Unfortunately my knowledge of Japan is Kansai and Chubu. I've only been to Tokyo once. I think I prefer more rural Japan than metropolitan areas.
Anyhow, In Tokyo my favourite is a small shrine beside Senso-ji (of Kaminarimon fame)
It is a tanuki shrine.
http://www.flickr.com/photos/hanabidays/312555464
Maybe because of that a favourite with the various businesses in Asakusa. There are many beckoning cat statues in the shrine. Indeed rather than a tanuki the major diety seems to be a beckoning cat.
to digress,
If you ever go farther afield, Jisyu Jinjya in Kyoto behind Kiyomizudera. It can feel very touristy but I was there on a very quite day and had an interesting talk with an old guy who turned out to be the chief priest.

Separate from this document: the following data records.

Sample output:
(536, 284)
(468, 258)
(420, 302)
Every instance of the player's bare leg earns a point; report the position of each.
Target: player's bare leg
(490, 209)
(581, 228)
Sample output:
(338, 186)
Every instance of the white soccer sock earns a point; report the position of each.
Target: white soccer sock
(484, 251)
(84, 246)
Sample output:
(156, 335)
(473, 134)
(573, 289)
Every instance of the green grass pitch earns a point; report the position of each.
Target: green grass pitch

Also in Kyoto is Fushimi Inari Taisya, with it's kilometers of tunnels stretching up the hillside forests. Well worth a visit.
In Ise, there is a shrine by the cave where the sun goddess had to be lured out of hiding. Very small and very remote though. Interesting to be somewhere so outstanding in japan's mythology.
At Japans farthest tip by shinkansen, Kagoshima, in Sengaen I found a shrine dedicated to cats who were brought to Korea in Hideyoshi's invasion to allow their owner to tell the time! (Cats eyes change shape over the course of the day apparently)
Also on Sakurajima, the volcano opposite Kagoshima there is a shrine that is a rotenburo at Furosato Onsen, You have to wear a sort of yukata but you enter the bath through a tori and there is a shrine to Kannon (I think) in the roots of a tree.